Zero-point energy (or residual energy or vacuum energy) was proposed by Einstein and Otto Stern in 1913 and proven e. g. by the Casimir effect. It has a somewhat more specific meaning, though, than what’s typically inferred by popular reception. In the context of quantum theory where all amounts of energy are quantized it means that the amount of energy anywhere cannot be zero. There must be a minimal quantum of energy everywhere. This can be understood as a consequence of the Heisenberg uncertainty principle. One way of putting it is this: If you have a particle moving it essentially behaves like a wave and can pop up anywhere on the wave at a given point in time. Thus the zero point energy must be able to materialize as what is called virtual particles, a couple of matter and anti-matter particles. They annihilate each other eventually but can interact with their environment during their lifetime. Which is more or less another way of saying that the energy can have an effect on the world around it. For more information on this read this presentation. By the particle explanation, this also becomes the source for the Hawking radiation which is radiation emitted by black holes when the event horizon separates one half of a virtual particle couple from the other. The one is sucked into the black hole, the other emitted.
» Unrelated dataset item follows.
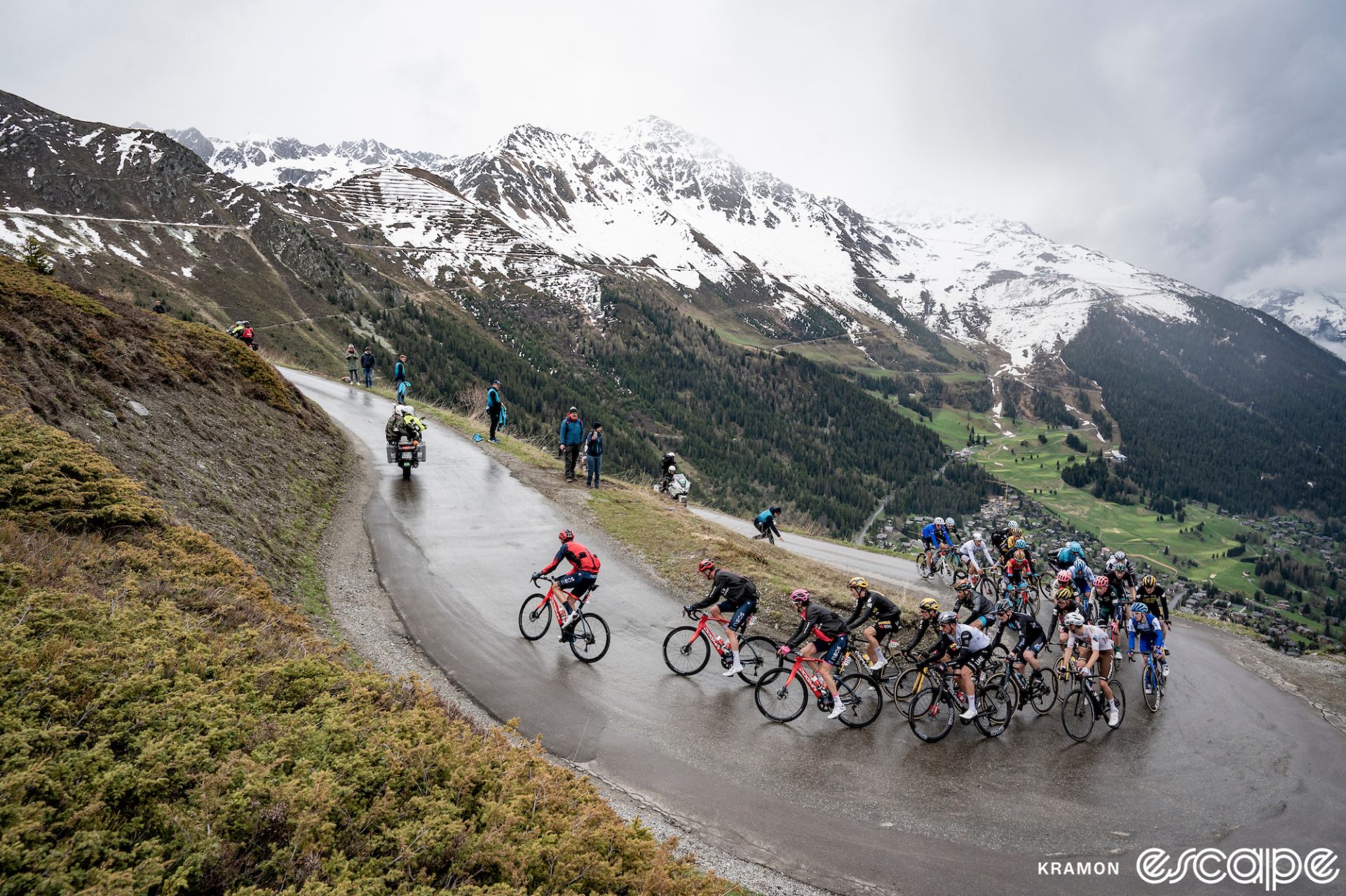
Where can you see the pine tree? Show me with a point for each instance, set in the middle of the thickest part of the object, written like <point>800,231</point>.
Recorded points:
<point>36,257</point>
Now, this would be a handy explanation to reconcile over-unity machines with the laws of thermodynamics. It could mean that in fact the machines do not create more energy than you put in, but just produce energy from what you put in plus additional energy taken from the store of vacuum energy. The over-unity machines would then be a kind of catalyst for causing the vacuum energy to flow e. g. into a process of electrolysis with a little bit of energy added by the user to get the process going. Of course, because zero point energy is the lowest possible energy a system can have, it cannot be removed from the system. But then, we’re not in a vacuum on earth, and there is enough energy around us all the time, anyway. So, I think, it would be feasible to have the vacuum energy flow somewhere because the lack of energy in the system could easily be refilled e. g. from the warmth of the environment. In that way, producing energy with over-unity machines could help fight global warming ­čśë

What I don’t quite get (is there a physicist in the house?) is (a) in which way the virtual particles could create energy in the macroscopic world (it cannot be electricity because if the virtual particle pair is electron and positron, the electron cannot move as an electric current because it will be annihilated shortly) and (b) what happens if with the Hawking radiation the black hole swallows the particle and emits the antiparticle? Shouldn’t it annihilate some other particle somewhere? Also, there is this nagging question why life on earth depends on the sun if we have all this free energy around us (in other words: If this form of energy is exploitable, why haven’t the last million years provided an example).

Fascinating as the whole issue may be, though. There actually is enough free energy around us without resorting to extravagant theories. The sun provides loads of energy for free, and if the human race were capable of jointly exploiting it by e. g. putting in place a giant solar power plant in the Sahara, we wouldn’t need to rely on oil. But then there’s politics again.